The forint picked up after tumbling more than 3 percent on Monday after talks between Budapest and the International Monetary Fund and European Union were suspended as Hungary rebuffed calls for tougher spending cuts.
The local stock market was also calmer but analysts said gains in asset prices could be temporary given continued tensions.
The forint, after plunging to levels past 291 on Monday, was trading at 289.85 versus the euro at 0852 GMT.
Government bond yields were broadly unchanged from Monday ahead of a 3-month Treasury bill auction which HUISSUE is expected to be a key indicator of investor sentiment.
Markets remained shaky, however, although the European Bank for Reconstruction and Development (EBRD) said it expected Budapest to agree a solution with the IMF within weeks.
Hungary's case carries a contagion risk for other east European countries, but they can protect themselves from this to the extent that they continue their reforms and restructuring, EBRD President Thomas Mirow told Germany's Handelsblatt daily.
I think the Hungarian government will agree on a solution with the IMF in the coming weeks, he added in an interview.
But Hungary's new centre-right Fidesz government, which has spooked investors twice in the last two months since taking office in May, appeared determined to go ahead with a vote this week on a bank tax, which targets collecting 200 billion forints in both in 2010 and 2011.
Prime Minister Viktor Orban told his Fidesz party's MPs that the government would not back down in a disagreement with lenders over the bank tax, according to daily Nepszabadsag. Orban also said the government would not impose austerity measures, either before or after municipal elections due on October 3, the report said.

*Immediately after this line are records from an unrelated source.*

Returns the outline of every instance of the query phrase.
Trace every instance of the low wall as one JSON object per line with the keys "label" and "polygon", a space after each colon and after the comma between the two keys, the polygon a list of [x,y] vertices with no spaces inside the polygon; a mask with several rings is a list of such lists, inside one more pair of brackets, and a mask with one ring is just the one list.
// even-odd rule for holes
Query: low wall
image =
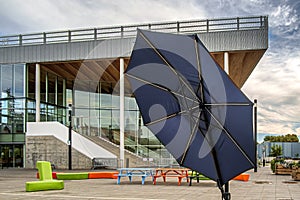
{"label": "low wall", "polygon": [[[35,168],[39,160],[54,164],[57,169],[68,169],[68,145],[54,136],[26,136],[25,168]],[[91,169],[92,159],[72,149],[72,169]]]}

Analysts say the government, which swept into power after elections in April, could be playing for time by seeking to put off unpopular announcements about spending cuts until after municipal elections on Oct. 3.
Lenders said on Saturday, after talks were suspended, that the government needed to take sustainable structural measures, including on the spending side, to meet its budget deficit targets.
The big picture is 2011 ... there is a lot of economic adjustment necessary and that should not be achieved through a short-term distortive measure like the bank levy, the IMF's Mission chief Christoph Rosenberg told Reuters.
The IMF said on Monday it remained open for talks with the Hungarian government, while Economy Minister Gyorgy Matolcsy said he expected lenders to return in September.
But analysts said a surge in borrowing costs and weakness in the forint EURHUF=D2 may push the Fidesz government to reach a deal sooner.
Self-confident government statements would not be a surprise in the next few days, Commerzbank said.
However, we do not think that the government will ultimately risk a failure of the negotiations. The consequences for the forint and the Hungarian economy would be too severe.
Without a deal with lenders, Hungary, which runs central Europe's highest public debt at about 80 percent of gross domestic product, will not be able to use remaining funds in a 20 billion euro loan secured in 2008.
Even though Hungary is not under immediate financing pressure, such a delay would raise its financing costs and further erode investor confidence in Hungarian assets.